"You did that?"
"I am your brother, Paul. I couldn't be a cad as well as a thief. Yes, I told her. I told her more, what you never knew. I let Craig believe that I was you, Paul. I wore your clothes, your scarf-pins, your hats. In that I was a black villain. God! What a hell I lived in.… Ah, mother!" Arthur dropped his head upon his arms again.
"Paul, my son!"
It was Warrington's chair that toppled over. Framed in the portières stood his mother, white-haired, pale but as beautiful as of old.
"I am sorry. I had hoped to get away without your knowing."
"Why?"
"Oh, because there wasn't any use of my coming at all. I'd passed out of your life, and I should have stayed out. Don't worry. I've got everything mapped out. There's a train at midnight."
Arthur stood up. "Mother, I am the guilty man.
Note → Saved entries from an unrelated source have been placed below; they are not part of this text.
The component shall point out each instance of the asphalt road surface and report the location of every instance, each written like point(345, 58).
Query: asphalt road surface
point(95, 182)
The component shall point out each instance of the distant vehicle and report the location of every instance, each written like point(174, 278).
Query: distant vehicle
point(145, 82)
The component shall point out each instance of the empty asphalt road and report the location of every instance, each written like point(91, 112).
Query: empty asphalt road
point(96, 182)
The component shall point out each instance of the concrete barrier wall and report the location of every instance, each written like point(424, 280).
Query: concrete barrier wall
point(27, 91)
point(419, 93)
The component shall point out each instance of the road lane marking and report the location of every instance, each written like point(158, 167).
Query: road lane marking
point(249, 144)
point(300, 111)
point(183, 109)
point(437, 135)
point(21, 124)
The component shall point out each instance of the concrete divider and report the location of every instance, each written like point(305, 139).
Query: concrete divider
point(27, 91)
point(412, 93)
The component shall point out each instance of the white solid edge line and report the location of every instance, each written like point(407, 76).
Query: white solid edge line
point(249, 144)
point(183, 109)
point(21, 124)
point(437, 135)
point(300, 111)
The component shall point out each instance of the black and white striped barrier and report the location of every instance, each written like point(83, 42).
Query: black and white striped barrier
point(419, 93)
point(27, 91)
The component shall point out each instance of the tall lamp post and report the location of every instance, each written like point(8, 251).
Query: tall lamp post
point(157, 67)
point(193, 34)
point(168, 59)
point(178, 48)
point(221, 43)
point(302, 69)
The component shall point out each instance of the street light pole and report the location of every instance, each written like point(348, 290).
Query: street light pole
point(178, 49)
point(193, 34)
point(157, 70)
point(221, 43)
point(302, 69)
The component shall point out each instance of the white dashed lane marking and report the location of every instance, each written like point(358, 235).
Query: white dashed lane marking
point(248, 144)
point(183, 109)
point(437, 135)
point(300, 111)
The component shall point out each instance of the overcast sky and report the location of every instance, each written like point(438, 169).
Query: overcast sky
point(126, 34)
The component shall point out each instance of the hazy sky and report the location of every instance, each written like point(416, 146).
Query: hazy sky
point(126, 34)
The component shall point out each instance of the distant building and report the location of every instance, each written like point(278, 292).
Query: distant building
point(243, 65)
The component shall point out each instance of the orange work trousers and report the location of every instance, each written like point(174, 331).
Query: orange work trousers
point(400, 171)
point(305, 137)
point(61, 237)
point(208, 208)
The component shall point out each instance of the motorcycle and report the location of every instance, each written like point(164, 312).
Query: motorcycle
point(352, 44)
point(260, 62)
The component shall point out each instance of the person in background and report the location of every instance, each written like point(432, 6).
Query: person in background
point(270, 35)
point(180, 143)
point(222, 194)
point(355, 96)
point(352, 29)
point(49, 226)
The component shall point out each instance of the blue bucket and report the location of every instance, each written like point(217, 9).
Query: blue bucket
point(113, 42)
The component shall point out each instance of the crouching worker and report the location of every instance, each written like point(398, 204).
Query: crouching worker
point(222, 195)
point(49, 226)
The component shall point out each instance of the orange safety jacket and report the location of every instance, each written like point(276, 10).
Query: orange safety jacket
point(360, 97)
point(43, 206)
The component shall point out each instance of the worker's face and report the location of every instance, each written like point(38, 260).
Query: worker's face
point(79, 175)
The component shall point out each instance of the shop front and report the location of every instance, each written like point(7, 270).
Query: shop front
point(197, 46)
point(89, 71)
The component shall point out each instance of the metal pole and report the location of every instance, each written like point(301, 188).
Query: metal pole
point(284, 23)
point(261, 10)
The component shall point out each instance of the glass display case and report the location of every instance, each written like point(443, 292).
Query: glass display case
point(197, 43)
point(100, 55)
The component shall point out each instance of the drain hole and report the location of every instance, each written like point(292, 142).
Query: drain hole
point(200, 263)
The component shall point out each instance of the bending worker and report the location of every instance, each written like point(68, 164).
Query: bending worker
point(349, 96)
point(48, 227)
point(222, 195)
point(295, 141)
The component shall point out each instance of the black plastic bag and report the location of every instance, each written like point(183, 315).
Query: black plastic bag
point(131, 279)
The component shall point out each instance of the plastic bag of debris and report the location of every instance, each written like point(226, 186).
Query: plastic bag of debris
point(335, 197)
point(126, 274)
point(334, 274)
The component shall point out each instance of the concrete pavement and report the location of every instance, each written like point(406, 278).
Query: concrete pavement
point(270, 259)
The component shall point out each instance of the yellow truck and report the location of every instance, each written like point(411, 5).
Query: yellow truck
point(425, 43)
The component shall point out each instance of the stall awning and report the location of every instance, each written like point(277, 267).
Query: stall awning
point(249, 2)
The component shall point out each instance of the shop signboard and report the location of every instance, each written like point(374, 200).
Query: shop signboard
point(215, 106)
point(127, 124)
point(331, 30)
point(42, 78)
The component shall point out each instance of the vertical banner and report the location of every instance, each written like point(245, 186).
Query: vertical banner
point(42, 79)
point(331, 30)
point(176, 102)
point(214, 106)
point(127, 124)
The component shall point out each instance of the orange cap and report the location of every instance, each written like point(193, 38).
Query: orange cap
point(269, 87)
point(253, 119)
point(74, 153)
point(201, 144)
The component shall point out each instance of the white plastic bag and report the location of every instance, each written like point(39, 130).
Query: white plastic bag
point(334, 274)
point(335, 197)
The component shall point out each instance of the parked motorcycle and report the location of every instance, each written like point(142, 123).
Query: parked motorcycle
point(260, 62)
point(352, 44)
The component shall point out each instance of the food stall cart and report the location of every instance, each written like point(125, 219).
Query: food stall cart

I was the thief. All these years I've let you believe that Paul had taken the money.…"
"Yes, yes!" she interrupted, never taking her eyes off this other son. "I heard everything behind these curtains. You were going away, Paul, without seeing me?"
"What was the use of stirring up old matters? Of bringing confusion into this house?" He did not look at her. He could not tell her that he now knew what had drawn him hither, that all along he had deceived himself.